04 September 2024

Bishop Challoner's Meditations ~ September 5th

ON HUNGERING AND THIRSTING AFTER JUSTICE

Consider first, the words of the fourth beatitude: 'Blessed are they that hunger and thirst after justice, for they shall have their fill.' O happy hunger and thirst, which brings the soul to the possession of all true justice, virtue, and perfection, and to a blessed union with the very fountain of justice, which is God himself! Reflect, my soul, how the desire to be good is indeed the beginning of all good; the desire of wisdom, according to the Scripture, is the beginning of wisdom; the desire of the love of God, is the beginning of the love of God; and so of all other virtues. But then this desire must not be a half desire, like that of the sluggard, or whom the wise man says, that 'he willeth and he willeth not,' Prov. xiii. 4; but a full and earnest desire. And when this desire is strong and perseverant, when it grows to vehement hunger and thirst after divine love and after all true justice and Christian perfection, it then sets the soul upon seeking diligently, praying heartily, knocking earnestly, at the gate of divine mercy, and employing all possible means to procure the satisfying of this hunger and thirst; and thus it easily overcomes all obstacles, and never leaves off its pursuit till it has obtained what it so earnestly seeks and desires. O happy souls that hunger and thirst in this manner!

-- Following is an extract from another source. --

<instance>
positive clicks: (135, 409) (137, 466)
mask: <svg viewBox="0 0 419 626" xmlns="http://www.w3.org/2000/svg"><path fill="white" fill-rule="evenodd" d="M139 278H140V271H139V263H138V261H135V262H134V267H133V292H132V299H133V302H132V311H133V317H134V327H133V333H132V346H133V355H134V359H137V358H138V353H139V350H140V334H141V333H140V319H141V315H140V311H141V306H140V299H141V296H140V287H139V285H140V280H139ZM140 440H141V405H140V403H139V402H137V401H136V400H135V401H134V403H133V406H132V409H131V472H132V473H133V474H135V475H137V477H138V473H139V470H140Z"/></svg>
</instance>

Consider 2ndly, more in particular, what it is we are to hunger and thirst after, in order to be entitled to this beatitude. The justice of God in ourselves; the justice of God in our neighbours; the justice of God in himself. We hunger and thirst after the justice of God in ourselves when we earnestly seek and desire that we may, by the grace of God, fulfil all justice; that we may acquit ourselves of every branch of our duty; and that the love of God may take full possession of our souls, both for time and eternity. We hunger and thirst after the justice of God in our neighbours when we earnestly desire, and, as much as lies in us, seek and procure that all others may know, love, and serve God, and be eternally his. We hunger and thirst after the justice of God, in himself, when we are in love with his own infinite goodness, as it is in itself; with the beauty of his divine attributes, with his greater glory in all things; and with the perfect accomplishment of his holy will. Such was the hunger and thirst after justice that our Lord himself had here upon earth, who says of himself, St. John iv. 34, 'My meat is to do the will of him that sent me.' My soul, have we any share in this blessed hunger and thirst? Or do we not rather loathe this heavenly food, and only hunger after the fleshpots of Egypt, and thirst for muddy waters, drawn out of broken cisterns. which can never satisfy us? 

Consider 3rdly, the reward here promised to them that hunger and thirst after justice: 'they shall have their fill,' saith the Lord; their fill here of divine grace, of true devotion, of heavenly charity, of all Christian virtues, of a store of good works, and the fruits of the Holy Ghost; in a word, of that justice which they hunger and thirst after: and hereafter they shall be still more happily filled with the beatific vision and the eternal enjoyment of God himself, the only true and sovereign good, which alone can satisfy the heart of man - according to that of the psalmist, Ps. xvi. 15, 'I shall be satisfied when thy glory shall appear.' Here they shall be filled with the grace of God, raining down upon them from the great ocean above: hereafter they shall be drowned in that immense ocean of the deity, where they shall be brimful of God for all eternity.

Conclude to direct thy appetite towards 'the good things of the Lord, in the land of the living;' and in the mean time towards the fulfilling of all his justice. But O! take care not to be depraved with the false sweet of worldly, sensual, and carnal pleasures! These will take away from thee all relish for the things of God; they will never fill thee or satisfy thee themselves; nor suffer thee to taste, either in time or eternity, how sweet is the Lord.